The South African research base is built at Vesleskarvet, a nunatak, or rocky outcrop, that protrudes through the snow and ice. It is about 220km from the coast.
Jamneck, who left Cape Town with the rest of the team on the SA Agulhas on December 23 last year, was part of the overwintering team and was due to return to South Africa in February next year.
The overwintering team, made up of a doctor, two diesel mechanics, an electrical engineer, mechanical engineer, meteorologist and two physicists, spends about 15 months at the Sanae base in the Antarctic. Ten months are in total isolation until the next team arrives, bringing researchers and other personnel who stay for the summer only.
Valentine said because the icy continent was not easily accessible at this time of year, the earliest opportunity to bring Jamneck's body back was in November, using a charter flight.
"By that time the runways will be ready and a small aircraft can go down there. Morale at the base is of course at rock bottom after Johann's death. At least they have only two months to go before the ship (the SA Agulhas) will be there again," Valentine said.
Jamneck, who studied at the University of the North West before becoming involved in the South African National Antarctic programme, was fascinated by Antarctica, which he referred to by the old name explorers used, Terra Incognita.
Two years ago, he was part of the team that went to Marion Island in the South Atlantic, which he described on the team's website as "the most profound and life-altering experience so far for me as a young man, and as the old saying goes: 'one good turn deserves another', so the logical thing was to sign up for another expedition".
After returning from Marion Island, Jamneck applied to the Department of Environment Affairs to go to the Antarctic as the senior meteorologist, and was accepted.
"I have always had a fascination for the old 'Terra Incognito', so was overwhelmed when the news arrived that I had been give the rare opportunity to lay eyes on the white continent.

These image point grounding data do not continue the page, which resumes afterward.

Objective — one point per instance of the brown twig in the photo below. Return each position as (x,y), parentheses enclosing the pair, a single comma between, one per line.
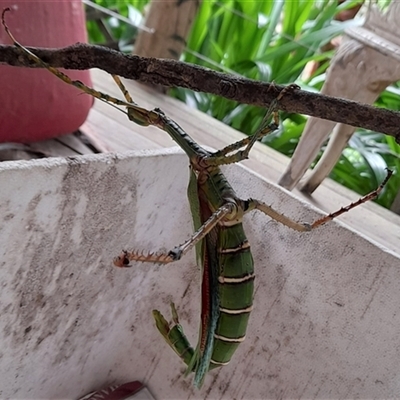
(171,73)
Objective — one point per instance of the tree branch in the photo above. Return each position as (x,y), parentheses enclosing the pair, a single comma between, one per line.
(171,73)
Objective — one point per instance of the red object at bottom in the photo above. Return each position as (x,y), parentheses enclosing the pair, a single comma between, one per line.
(34,104)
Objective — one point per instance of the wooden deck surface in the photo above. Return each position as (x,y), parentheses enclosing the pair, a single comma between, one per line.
(111,131)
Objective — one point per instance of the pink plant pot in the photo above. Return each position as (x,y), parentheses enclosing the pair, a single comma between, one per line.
(34,104)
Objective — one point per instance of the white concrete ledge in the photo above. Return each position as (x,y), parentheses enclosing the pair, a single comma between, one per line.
(326,322)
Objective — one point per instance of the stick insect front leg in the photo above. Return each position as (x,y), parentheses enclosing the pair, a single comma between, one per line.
(176,253)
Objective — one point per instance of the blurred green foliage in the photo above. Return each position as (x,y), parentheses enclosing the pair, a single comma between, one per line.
(274,41)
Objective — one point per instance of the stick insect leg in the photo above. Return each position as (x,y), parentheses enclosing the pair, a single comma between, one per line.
(304,227)
(177,252)
(173,334)
(370,196)
(220,157)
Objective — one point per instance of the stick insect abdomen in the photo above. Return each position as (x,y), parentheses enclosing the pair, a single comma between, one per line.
(236,288)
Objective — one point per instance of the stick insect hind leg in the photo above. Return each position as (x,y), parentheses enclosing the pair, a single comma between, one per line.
(254,204)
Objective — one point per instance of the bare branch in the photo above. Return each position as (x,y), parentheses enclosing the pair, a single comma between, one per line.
(171,73)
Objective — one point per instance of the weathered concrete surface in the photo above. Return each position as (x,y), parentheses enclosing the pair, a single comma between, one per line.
(326,321)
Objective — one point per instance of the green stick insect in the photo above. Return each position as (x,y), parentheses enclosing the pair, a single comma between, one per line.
(222,250)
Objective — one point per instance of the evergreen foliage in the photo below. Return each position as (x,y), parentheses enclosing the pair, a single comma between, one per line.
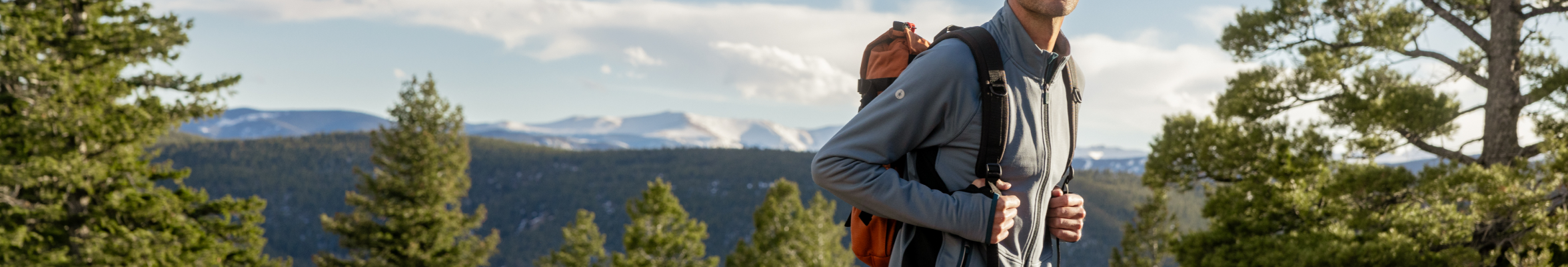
(660,233)
(1144,242)
(791,234)
(1305,192)
(76,181)
(408,210)
(584,246)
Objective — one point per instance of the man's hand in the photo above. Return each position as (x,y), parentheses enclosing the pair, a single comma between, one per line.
(1065,216)
(1006,210)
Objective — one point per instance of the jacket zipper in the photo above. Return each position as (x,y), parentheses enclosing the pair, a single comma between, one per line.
(963,261)
(1029,252)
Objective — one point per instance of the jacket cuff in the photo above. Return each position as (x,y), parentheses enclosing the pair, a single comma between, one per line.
(979,211)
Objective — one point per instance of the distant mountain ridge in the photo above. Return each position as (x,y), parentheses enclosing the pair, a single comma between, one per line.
(668,129)
(659,131)
(248,123)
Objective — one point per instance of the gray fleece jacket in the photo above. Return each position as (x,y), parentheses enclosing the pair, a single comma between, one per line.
(936,103)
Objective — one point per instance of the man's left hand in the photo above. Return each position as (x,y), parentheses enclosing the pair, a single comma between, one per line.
(1065,216)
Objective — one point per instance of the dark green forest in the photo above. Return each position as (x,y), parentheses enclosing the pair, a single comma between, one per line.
(532,192)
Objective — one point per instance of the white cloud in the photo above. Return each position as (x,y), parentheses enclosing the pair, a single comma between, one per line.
(680,32)
(638,57)
(780,74)
(1214,18)
(1133,83)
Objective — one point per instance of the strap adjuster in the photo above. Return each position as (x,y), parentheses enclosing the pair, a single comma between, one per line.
(993,170)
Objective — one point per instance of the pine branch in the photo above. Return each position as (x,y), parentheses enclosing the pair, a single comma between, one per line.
(1443,153)
(1451,61)
(1540,11)
(1469,30)
(1531,152)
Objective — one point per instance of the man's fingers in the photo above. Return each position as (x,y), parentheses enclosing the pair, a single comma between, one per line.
(1067,224)
(1067,236)
(1072,200)
(1000,236)
(1009,203)
(1000,184)
(1067,212)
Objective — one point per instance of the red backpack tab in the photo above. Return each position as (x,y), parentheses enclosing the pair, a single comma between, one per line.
(886,57)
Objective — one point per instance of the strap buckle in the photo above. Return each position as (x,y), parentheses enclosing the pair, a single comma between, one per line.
(998,81)
(993,172)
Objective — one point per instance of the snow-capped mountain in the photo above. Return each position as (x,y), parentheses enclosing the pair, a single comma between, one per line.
(248,123)
(670,129)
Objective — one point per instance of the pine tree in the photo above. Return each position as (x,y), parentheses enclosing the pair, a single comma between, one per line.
(1307,190)
(584,246)
(789,234)
(660,233)
(76,184)
(1147,241)
(408,210)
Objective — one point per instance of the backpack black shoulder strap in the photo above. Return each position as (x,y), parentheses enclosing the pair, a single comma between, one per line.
(993,113)
(993,101)
(1073,81)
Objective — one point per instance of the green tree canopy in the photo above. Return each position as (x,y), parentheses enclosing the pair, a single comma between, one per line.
(1144,242)
(76,188)
(660,233)
(1307,192)
(791,234)
(584,246)
(408,210)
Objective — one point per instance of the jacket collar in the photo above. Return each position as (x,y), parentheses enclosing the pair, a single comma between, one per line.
(1018,47)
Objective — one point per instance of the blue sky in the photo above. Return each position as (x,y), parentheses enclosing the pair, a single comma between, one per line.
(791,61)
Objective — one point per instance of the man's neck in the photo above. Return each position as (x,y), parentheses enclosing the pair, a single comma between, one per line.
(1043,30)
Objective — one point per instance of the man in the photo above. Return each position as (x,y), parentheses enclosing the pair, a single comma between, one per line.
(936,103)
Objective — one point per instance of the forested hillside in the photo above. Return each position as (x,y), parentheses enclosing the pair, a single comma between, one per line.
(532,192)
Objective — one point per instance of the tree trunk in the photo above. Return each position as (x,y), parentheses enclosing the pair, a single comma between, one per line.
(1504,103)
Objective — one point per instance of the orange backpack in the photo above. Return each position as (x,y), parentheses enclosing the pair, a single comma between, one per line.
(885,59)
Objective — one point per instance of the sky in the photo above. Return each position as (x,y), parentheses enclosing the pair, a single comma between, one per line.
(791,61)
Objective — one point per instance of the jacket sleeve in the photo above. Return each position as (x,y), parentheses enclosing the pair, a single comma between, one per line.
(929,105)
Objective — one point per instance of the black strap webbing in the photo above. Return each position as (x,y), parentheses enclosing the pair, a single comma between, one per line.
(993,115)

I have a healthy interest in all things wild and wonderful in this world of ours," he wrote on the website.
Jamneck was the co-editor of Sanae 48, the electronic newsletter of the 48th Sanae team.
He wrote poetry in the newsletter. One poem, The Force of Infinity, starts: "It lies deep inside all of us, stirring our inner being, always there but very seldom seen; filling the soul with hope from youth till days of old; light as the wind, free as the air, impossible to fathom, yet always there."